Pertama, kami berharap IKJ agar lebih āhijauā ke depannya. Dalam kesempatan berkunjung ke Festival Kesenian Indonesia di Jogjakarta sebelumnya, saya dapat merasakan betapa asri dan sejuk lingkungan kampus yang dipenuhi berbagai pohon, bunga, dan rerumputan. Sangat kontras dengan keadaan IKJ yang saat ini gersang. Sayang sekali saya melihat banyak spot untuk menanam tumbuhan berakhir menjadi tempat sampah massal. Gerakan ini tentu tidak bisa dilakukan oleh satu pihak saja. Jadi semua elemen harus saling berkontribusi. Mungkin mahasiswa yang mengeksekusi sementara pihak kampus mengakomodasi, atau bagaimana pun caranya, semoga tidak menjadi wacana belaka.

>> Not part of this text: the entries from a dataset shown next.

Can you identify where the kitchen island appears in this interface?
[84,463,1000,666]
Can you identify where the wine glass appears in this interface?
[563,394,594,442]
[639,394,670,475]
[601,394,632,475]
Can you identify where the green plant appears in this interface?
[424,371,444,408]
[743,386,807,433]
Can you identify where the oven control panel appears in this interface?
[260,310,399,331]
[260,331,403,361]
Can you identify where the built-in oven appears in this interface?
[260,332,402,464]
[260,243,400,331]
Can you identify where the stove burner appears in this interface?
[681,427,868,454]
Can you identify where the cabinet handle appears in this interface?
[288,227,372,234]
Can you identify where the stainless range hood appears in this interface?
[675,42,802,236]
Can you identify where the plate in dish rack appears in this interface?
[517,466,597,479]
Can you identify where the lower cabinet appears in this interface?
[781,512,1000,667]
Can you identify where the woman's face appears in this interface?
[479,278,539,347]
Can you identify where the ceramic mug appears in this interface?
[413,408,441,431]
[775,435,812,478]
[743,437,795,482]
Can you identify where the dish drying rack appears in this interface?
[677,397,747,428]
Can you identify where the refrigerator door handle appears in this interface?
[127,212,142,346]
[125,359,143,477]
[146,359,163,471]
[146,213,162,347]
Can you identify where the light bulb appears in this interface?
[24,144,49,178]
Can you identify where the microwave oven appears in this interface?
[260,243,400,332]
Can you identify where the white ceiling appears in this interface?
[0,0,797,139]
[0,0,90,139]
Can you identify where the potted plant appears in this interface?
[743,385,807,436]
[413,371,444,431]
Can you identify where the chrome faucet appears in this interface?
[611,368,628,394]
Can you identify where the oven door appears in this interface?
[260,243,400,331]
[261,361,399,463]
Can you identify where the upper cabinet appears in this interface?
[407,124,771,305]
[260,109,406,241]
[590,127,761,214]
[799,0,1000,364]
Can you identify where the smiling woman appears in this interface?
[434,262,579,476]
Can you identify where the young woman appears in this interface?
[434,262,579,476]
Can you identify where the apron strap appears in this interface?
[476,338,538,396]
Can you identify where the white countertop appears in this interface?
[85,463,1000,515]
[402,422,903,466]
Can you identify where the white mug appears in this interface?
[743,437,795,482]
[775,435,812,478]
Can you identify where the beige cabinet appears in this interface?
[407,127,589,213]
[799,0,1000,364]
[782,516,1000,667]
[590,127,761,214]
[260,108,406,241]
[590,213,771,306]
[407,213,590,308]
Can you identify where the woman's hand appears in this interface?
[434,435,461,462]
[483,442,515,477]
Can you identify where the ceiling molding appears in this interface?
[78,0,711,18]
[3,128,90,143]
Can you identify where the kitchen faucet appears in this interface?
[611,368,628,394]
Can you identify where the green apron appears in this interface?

Kedua, kami mendoakan agar ketiga fakultas IKJ ke depannya dapat semakin bersinergi dan saling melengkapi. Misalnya ketika mahasiswa film membutuhkan music scoring, bisa bekerja sama dengan mahasiswa musik, atau ketika mahasiswa seni rupa membutuhkan fotografer, bisa minta tolong mahasiswa fotografi, dan seterusnya saling berhubungan simbiosis mutualisme. Meskipun sudah tidak ada ospek, semoga kita, bersama Senat Mahasiswa dapat terus meningkatkan kebersamaan lewat program-program kolaboratif yang menyenangkan dan bermanfaat bagi mahasiswa dan lingkungan sekitar. Layaknya ranting-ranting pohon, tentu akan lebih mudah bila dipatahkan satu persatu. Tapi ketika ranting-ranting ini dikumpulkan dan diikat, tidak akan bisa dipatahkan begitu saja. Sama halnya dengan hubungan antar fakultas, tidak sepatutnya dilihat sebagai persaingan, melainkan sebagai persahabatan yang perlu dibangun untuk menuju Institut Kesenian Jakarta yang lebih kokoh. Bersatu kita maju, bercerai kita runtuh.
Berikutnya, yang juga sangat penting, kami mendoakan agar semakin meningkatnya kualitas dan kuantitas para pengajar serta fasilitas di IKJ. Tentu hal ini tidak dapat dilakukan in a blink of an eye, atau dalam sekejap. Perlahan, namun pasti, menjadi agenda kita bersama untuk terus meningkatkan standar kualitas. Jangan hanyut dalam kejayaan, dan jangan menyerah pada keadaan.
Perlu diingat bahwa Institut Kesenian Jakarta kini bukan lagi satu-satunya sekolah kesenian di Indonesia, atau pun satu-satunya sekolah perfilman di Jakarta. Seiring waktu berjalan, berbagai sekolah film bermunculan, dan persaingan semakin ketat. Mengutip dari sebuah artikel di Majalah AKSI Edisi 3 No. 2 yang terbit bulan Juni ini, āKabar baik: sekarang semua orang bisa bikin film. Kabar buruk: sekarang semua orang bisa bikin film.ā Kalimat ini tentu tidak hanya berlaku untuk orang film, namun juga berlaku untuk divisi kesenian lainnya. Sekarang zaman sudah canggih, sudah modern. Membuat musik bisa tanpa alat musik, dan membuat lukisan bisa tanpa keahlian melukis (tinggal mengikuti panduan, atau urutan nomor warna).
Sebagai pelajar yang berpendidikan tinggi, jangan sampai ilmu kita tidak ada bedanya dengan yang belajar otodidak. Pelajar otodidak bisa menjadi praktisi lewat tutorial Youtube, tapi kita pelajar yang belajar di institusi formal mendapatkan akses lebih besar pada ilmu pengetahuan. Jangan hanya menjadi praktisi, namun juga menjadi akademisi. Demikian pula jangan hanya menjadi akademisi, namun juga menjadi seorang praktisi. Dengan begitu Institut Kesenian Jakarta tidak hanya meluluskan sumber tenaga kerja, tetapi juga sumber tenaga ahli.
Biaya kuliah di sini telah meningkat drastis, jadikan hal ini sebagai pecutan untuk memotivasi diri. Bukankah kita benar-benar mencintai kesenian maka kita bertahan dan hadir pada acara hari ini? Demikian harapan-harapan kami, semoga IKJ terus berjaya, bersinar, dan menjadi panutan orang-orang kreatif di Indonesia. Terima kasih atas waktunya, dan semoga hari kita semua menyenangkan.